Parenting is hard. We want to do more than just keep our children safe and happy. We try to give them every possible opportunity to succeed in life, and that effort often begins with finding them the best possible school, or at least making the best of their assigned public school.
Parents of children with special needs face especially daunting challenges. Upon finding out that they will be raising a child with a disability, they must immediately learn as much as they can about their child’s condition. As the child approaches school age, the parents have to think about so much more than just a classroom and a teacher. It’s not surprising, therefore, that parents of students with disabilities have a particular need for more options regarding their child’s education.
Fortunately, four years ago the Missouri legislature recognized this need and passed Bryce’s Law, named for Rep. Dwight Scharnhorst’s grandson, who was born with severe autism. Bryce’s Law allows parents of children with autism, Down Syndrome, and several other disabilities to seek scholarships through certain scholarship-granting organizations to attend private schools.
Unfortunately, the legislative process resulted in a final bill that was materially different than the one Scharnhorst proposed. The final version of the law was structured in such a way that not a single child has received a scholarship. In fact, not even one of the contemplated scholarship-granting organizations has even materialized. Imagine the hundreds or thousands of children who have missed out on scholarships because elected officials in Jefferson City failed to draft an effective means for providing those scholarships.
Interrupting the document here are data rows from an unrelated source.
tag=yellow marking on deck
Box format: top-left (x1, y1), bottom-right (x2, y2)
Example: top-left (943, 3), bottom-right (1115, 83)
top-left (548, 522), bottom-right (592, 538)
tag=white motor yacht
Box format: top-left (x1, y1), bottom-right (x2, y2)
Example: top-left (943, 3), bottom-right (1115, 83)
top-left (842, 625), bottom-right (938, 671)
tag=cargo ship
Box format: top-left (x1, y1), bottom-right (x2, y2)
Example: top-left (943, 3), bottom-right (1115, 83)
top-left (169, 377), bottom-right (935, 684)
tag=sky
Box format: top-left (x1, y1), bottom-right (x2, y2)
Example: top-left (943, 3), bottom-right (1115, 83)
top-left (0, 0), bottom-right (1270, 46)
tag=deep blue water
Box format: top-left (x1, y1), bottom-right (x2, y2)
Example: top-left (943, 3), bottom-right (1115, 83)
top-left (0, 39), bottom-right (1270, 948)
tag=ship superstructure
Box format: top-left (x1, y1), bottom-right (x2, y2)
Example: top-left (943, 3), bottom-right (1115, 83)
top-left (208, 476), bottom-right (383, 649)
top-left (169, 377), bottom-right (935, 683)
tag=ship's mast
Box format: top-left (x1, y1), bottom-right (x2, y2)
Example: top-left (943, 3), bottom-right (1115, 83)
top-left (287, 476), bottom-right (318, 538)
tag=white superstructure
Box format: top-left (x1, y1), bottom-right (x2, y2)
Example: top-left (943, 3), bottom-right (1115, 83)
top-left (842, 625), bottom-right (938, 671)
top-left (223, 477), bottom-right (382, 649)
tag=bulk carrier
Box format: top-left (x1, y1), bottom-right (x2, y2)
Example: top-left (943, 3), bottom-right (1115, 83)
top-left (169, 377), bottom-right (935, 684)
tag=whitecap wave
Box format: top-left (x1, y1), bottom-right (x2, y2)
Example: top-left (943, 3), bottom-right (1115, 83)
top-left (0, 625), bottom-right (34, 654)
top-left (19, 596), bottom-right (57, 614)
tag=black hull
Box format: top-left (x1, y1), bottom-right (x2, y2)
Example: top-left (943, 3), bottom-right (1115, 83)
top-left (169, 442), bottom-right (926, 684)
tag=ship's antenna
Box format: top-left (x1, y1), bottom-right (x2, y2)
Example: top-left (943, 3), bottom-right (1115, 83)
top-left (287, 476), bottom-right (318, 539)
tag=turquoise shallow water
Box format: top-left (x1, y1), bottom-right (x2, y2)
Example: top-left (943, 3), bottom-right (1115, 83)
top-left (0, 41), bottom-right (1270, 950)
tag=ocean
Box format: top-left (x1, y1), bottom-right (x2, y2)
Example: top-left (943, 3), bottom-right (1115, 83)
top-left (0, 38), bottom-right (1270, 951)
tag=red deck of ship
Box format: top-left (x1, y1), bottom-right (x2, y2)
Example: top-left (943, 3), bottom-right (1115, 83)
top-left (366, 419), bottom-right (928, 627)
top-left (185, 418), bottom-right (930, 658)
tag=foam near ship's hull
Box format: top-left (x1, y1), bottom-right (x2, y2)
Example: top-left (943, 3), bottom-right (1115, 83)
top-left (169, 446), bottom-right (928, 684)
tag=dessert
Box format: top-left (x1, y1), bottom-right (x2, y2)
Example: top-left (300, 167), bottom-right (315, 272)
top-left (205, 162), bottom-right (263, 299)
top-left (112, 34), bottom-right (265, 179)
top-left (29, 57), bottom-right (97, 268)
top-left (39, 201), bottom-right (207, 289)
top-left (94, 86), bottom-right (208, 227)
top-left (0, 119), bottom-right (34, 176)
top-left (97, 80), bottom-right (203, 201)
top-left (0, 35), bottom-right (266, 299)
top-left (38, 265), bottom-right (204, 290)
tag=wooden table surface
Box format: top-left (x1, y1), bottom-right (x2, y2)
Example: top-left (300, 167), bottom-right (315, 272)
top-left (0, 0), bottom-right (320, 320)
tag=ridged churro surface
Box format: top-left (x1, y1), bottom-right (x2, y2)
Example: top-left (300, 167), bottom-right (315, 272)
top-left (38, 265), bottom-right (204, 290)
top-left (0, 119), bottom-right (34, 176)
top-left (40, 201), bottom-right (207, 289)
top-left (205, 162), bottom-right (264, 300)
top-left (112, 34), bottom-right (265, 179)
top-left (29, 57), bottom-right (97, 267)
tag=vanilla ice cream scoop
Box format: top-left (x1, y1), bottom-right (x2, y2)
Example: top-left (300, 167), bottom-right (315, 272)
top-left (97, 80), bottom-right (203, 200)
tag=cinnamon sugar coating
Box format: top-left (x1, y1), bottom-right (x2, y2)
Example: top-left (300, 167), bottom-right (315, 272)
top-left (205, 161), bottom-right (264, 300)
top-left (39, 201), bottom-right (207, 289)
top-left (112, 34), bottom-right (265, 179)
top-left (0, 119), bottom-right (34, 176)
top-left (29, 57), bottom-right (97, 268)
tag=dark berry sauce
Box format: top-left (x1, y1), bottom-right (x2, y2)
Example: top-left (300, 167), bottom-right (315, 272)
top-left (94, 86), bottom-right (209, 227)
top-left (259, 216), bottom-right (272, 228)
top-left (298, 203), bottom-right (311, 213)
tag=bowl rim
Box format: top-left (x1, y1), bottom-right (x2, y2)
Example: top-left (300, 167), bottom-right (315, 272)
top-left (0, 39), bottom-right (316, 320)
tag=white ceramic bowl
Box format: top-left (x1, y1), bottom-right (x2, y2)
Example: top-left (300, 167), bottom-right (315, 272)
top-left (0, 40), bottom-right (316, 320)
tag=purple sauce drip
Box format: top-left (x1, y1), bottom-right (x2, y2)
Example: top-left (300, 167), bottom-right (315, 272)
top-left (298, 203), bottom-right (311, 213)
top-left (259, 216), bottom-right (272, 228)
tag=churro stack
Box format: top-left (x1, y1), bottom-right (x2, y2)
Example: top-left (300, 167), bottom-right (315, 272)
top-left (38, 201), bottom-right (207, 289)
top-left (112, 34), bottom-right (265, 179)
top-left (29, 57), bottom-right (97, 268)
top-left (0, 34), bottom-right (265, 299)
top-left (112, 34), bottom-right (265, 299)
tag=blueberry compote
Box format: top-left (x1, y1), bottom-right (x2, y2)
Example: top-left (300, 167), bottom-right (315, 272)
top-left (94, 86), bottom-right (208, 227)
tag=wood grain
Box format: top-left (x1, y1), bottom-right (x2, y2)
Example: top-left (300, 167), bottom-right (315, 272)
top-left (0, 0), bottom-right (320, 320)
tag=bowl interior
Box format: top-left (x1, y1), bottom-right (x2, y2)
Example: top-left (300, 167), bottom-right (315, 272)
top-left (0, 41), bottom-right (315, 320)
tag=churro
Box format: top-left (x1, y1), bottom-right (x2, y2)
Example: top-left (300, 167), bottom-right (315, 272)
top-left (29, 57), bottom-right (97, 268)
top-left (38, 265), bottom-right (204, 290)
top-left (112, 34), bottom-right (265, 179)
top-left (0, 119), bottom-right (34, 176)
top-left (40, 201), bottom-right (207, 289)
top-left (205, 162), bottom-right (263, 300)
The law will be up for renewal in 2019. Isn’t it time for the state of Missouri to put real funding behind Bryce’s Law and ensure it is a functioning program that can help Missouri students with special needs?
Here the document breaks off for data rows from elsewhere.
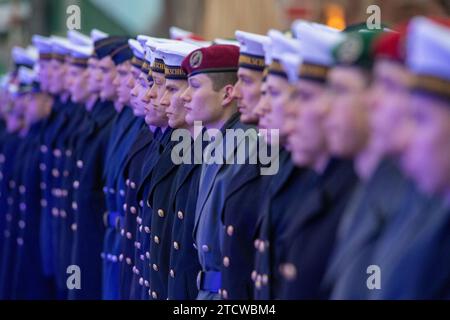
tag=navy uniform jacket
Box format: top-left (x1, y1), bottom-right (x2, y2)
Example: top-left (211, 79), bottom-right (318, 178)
top-left (167, 140), bottom-right (201, 300)
top-left (147, 138), bottom-right (181, 300)
top-left (51, 102), bottom-right (86, 299)
top-left (13, 122), bottom-right (54, 300)
top-left (135, 128), bottom-right (172, 300)
top-left (102, 107), bottom-right (139, 300)
top-left (275, 159), bottom-right (357, 300)
top-left (221, 152), bottom-right (272, 300)
top-left (69, 101), bottom-right (115, 299)
top-left (39, 96), bottom-right (66, 275)
top-left (119, 126), bottom-right (153, 299)
top-left (322, 159), bottom-right (412, 299)
top-left (0, 133), bottom-right (20, 257)
top-left (0, 137), bottom-right (27, 299)
top-left (369, 195), bottom-right (450, 300)
top-left (251, 149), bottom-right (314, 300)
top-left (193, 113), bottom-right (256, 299)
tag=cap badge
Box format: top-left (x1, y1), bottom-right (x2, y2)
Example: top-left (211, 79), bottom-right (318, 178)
top-left (189, 51), bottom-right (203, 68)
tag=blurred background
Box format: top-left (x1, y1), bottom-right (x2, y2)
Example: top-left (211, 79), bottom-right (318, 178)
top-left (0, 0), bottom-right (450, 73)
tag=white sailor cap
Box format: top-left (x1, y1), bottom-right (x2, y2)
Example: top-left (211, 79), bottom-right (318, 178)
top-left (155, 41), bottom-right (199, 80)
top-left (406, 17), bottom-right (450, 80)
top-left (213, 38), bottom-right (240, 47)
top-left (406, 17), bottom-right (450, 99)
top-left (50, 36), bottom-right (70, 60)
top-left (17, 67), bottom-right (37, 85)
top-left (31, 34), bottom-right (52, 59)
top-left (268, 29), bottom-right (300, 77)
top-left (67, 30), bottom-right (93, 46)
top-left (128, 39), bottom-right (145, 69)
top-left (292, 20), bottom-right (344, 67)
top-left (280, 52), bottom-right (303, 84)
top-left (235, 30), bottom-right (270, 72)
top-left (11, 46), bottom-right (38, 69)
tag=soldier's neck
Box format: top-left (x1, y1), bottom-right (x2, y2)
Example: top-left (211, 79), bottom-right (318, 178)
top-left (313, 152), bottom-right (330, 175)
top-left (355, 148), bottom-right (381, 181)
top-left (86, 94), bottom-right (98, 111)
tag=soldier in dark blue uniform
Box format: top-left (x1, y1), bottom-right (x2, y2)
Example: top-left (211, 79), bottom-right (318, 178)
top-left (220, 31), bottom-right (271, 300)
top-left (369, 17), bottom-right (450, 299)
top-left (316, 28), bottom-right (424, 299)
top-left (12, 69), bottom-right (54, 299)
top-left (36, 37), bottom-right (75, 299)
top-left (156, 44), bottom-right (207, 300)
top-left (135, 39), bottom-right (172, 300)
top-left (119, 39), bottom-right (153, 300)
top-left (54, 42), bottom-right (92, 298)
top-left (272, 22), bottom-right (356, 299)
top-left (144, 43), bottom-right (201, 299)
top-left (178, 45), bottom-right (256, 299)
top-left (251, 31), bottom-right (314, 299)
top-left (103, 39), bottom-right (142, 299)
top-left (0, 65), bottom-right (27, 300)
top-left (32, 35), bottom-right (60, 292)
top-left (69, 37), bottom-right (120, 299)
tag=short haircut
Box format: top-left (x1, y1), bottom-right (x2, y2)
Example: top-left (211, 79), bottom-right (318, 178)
top-left (206, 72), bottom-right (238, 92)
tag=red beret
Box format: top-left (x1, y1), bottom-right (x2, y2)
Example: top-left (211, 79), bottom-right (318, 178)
top-left (373, 23), bottom-right (408, 63)
top-left (181, 45), bottom-right (239, 77)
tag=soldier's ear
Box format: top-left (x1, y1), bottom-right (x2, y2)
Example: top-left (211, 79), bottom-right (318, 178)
top-left (222, 84), bottom-right (234, 106)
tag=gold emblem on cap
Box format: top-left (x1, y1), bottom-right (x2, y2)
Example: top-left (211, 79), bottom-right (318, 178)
top-left (189, 51), bottom-right (203, 68)
top-left (337, 36), bottom-right (363, 64)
There were concerns in the past with “public” funding going to “private” (often religious) schools, but the recent Supreme Court decision in Trinity Lutheran v. Comer, from right in our back yard in Columbia, would seem to permit such funding so long as it was generally available to religious and nonreligious schools alike and that religious schools were neither favored nor disfavored in the application process.
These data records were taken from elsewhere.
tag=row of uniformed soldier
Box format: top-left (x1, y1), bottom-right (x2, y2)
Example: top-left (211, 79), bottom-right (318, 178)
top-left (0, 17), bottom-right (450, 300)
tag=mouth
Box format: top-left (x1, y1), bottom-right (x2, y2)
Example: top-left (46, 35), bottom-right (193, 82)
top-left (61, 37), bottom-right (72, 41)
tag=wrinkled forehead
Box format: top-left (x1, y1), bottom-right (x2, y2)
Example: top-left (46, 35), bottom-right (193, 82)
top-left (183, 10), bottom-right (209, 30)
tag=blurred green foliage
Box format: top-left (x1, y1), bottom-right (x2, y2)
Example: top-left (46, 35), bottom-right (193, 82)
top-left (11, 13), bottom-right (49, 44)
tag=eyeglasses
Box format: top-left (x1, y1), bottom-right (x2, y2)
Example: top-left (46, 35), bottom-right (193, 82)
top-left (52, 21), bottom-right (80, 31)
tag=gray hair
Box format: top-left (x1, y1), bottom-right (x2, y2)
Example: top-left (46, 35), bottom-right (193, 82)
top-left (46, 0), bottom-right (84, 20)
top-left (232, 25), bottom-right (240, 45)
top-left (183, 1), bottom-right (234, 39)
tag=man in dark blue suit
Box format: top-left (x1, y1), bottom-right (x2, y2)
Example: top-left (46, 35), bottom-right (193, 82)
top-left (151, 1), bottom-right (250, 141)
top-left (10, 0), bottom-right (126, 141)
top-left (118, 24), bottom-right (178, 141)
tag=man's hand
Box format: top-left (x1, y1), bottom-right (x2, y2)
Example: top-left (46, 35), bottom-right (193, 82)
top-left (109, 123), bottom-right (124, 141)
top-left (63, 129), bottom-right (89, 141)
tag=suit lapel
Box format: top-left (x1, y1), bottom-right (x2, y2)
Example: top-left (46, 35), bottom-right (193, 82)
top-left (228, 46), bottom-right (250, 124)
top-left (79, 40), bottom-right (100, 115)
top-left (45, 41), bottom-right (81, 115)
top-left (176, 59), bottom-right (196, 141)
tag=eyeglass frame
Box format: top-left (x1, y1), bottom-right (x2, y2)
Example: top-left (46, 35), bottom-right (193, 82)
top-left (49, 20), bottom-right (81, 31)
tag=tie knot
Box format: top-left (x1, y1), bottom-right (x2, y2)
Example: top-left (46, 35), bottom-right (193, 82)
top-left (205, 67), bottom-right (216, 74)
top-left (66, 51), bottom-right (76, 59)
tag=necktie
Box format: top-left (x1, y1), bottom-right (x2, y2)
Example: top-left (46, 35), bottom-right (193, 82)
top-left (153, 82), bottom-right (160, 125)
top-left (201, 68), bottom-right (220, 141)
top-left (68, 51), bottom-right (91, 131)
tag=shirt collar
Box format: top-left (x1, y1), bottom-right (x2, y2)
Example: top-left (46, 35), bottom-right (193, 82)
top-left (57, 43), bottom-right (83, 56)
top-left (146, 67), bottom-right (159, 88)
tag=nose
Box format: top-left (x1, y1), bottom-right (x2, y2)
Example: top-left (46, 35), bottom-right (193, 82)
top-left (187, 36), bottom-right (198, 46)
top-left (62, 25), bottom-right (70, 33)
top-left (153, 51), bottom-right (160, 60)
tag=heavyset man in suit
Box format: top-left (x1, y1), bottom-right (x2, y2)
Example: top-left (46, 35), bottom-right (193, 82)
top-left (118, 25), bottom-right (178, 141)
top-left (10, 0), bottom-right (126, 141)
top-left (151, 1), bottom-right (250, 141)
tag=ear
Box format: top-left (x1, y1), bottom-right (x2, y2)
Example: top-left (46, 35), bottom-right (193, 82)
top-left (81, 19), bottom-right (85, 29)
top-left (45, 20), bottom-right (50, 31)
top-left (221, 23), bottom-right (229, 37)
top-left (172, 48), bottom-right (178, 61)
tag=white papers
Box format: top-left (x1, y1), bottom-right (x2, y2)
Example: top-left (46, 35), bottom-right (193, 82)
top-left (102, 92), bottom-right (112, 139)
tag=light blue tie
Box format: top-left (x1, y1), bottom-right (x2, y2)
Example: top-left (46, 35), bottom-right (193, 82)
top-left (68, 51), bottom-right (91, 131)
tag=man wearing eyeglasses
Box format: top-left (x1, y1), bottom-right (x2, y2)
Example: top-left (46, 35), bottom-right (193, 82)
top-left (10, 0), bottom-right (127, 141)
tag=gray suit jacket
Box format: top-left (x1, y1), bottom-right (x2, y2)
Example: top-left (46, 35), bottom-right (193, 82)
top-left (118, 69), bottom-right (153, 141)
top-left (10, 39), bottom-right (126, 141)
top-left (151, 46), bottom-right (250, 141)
If directly funding Bryce’s Law is a bridge too far, allowing the contributions to scholarship-granting organizations to be tax credits instead of tax deductions (as Rep. Scharnhorst had originally intended) is also a possibility. In that case, it would be the contributions of private citizens rather than money from the public treasury that would fund the scholarships. The state of Missouri already offers a raft of pro-social tax credits for everything from child advocacy and crisis pregnancy centers to food pantries to youth development and crime prevention programs. Scholarships for students with special needs are an equally worthy cause.
Note that families don’t have to attend private schools. If they are being well served by their assigned public school, they can stay there. If, however, that public school is not meeting their child’s needs, they would have a chance to give another school a try.
There is a bitter irony to having a law on the books that could do so much for children with special needs, but cannot deliver the promised benefits because it fails to provide a viable funding mechanism. The time is ripe for the Missouri Legislature to fix its past mistakes and put Bryce’s Law to work for the families it was intended to help.